- Asafpur Location in Uttar Pradesh, India
- Coordinates: 27°20′14″N 79°11′42″E﻿ / ﻿27.33716°N 79.19495°E
- Country: India
- State: Uttar Pradesh
- District: Mainpuri
- Tehsil: Bhongaon

Area
- • Total: 1.23 km^{2} (0.47 sq mi)

Population (2011)
- • Total: 455
- • Density: 370/km^{2} (958/sq mi)
- Time zone: UTC+5:30 (IST)
- PIN: 205267

= Asafpur, Mainpuri =

Village in Uttar Pradesh, India

Asafpur is a village in Sultanganj block of Mainpuri district, Uttar Pradesh. As of 2011, it had a population of 455, in 92 households.

== Demographics ==
As of 2011, Asafpur had a population of 455, in 92 households. This population was 51.6% male (235) and 48.4% female (220). The 0-6 age group numbered 53 (25 male and 28 female), or 11.6% of the total population. 126 residents were members of Scheduled Castes, or 27.7% of the total.

The 1981 census recorded Asafpur as having a population of 328 people, in 60 households.

The 1961 census recorded Asafpur as comprising 1 hamlet, with a total population of 243 people (139 male and 104 female), in 50 households and 38 physical houses.
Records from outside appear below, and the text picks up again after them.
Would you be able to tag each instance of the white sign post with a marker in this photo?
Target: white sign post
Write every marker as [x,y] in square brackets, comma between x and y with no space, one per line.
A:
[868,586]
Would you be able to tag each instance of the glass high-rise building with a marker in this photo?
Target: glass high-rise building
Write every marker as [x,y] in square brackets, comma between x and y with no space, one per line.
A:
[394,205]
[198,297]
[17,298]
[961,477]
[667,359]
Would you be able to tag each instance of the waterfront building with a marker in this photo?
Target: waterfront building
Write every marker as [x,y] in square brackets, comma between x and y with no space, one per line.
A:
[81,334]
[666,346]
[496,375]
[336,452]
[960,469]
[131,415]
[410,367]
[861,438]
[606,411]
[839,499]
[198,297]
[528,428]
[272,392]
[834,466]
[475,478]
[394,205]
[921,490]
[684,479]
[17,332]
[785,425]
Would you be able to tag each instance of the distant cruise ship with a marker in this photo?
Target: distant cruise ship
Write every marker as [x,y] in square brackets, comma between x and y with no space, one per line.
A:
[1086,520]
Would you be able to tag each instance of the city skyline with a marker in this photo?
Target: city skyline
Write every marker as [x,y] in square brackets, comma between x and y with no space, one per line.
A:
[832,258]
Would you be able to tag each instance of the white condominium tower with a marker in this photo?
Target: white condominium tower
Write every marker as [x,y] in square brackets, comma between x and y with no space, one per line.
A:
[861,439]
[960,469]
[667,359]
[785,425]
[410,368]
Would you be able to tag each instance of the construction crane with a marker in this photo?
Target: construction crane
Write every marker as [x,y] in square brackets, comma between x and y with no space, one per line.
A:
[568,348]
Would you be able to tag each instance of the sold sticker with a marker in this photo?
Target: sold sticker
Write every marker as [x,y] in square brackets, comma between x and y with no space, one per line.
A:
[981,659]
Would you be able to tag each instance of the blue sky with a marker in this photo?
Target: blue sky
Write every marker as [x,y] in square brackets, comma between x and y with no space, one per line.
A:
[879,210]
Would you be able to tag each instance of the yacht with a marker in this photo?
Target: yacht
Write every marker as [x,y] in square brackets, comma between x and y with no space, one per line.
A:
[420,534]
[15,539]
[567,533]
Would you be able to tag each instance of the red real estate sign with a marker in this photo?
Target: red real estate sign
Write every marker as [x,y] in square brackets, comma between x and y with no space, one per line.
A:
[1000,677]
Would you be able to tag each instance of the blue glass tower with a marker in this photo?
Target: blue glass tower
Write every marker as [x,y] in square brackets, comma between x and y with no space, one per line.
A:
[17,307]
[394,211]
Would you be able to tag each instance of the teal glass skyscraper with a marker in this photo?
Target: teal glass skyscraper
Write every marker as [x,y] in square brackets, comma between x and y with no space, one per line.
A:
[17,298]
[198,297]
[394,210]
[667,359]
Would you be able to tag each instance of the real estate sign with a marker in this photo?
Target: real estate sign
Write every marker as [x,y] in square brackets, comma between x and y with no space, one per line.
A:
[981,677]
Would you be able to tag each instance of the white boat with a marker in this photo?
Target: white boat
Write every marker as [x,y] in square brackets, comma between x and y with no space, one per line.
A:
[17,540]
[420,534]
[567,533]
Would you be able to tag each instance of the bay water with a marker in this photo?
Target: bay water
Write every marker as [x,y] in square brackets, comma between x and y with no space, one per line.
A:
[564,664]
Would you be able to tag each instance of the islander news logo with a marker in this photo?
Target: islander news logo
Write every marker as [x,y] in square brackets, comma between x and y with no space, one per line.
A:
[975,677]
The area of the village was given as 306 acres.

== Infrastructure ==
As of 2011, Asafpur had 1 middle school (but no primary or secondary schools); it did not have any healthcare facilities. Drinking water was provided by hand pump and tube well/borehole; there were no public toilets. The village did not have a post office or public library; there was at least some access to electricity for all purposes. Streets were made of both kachcha and pakka materials.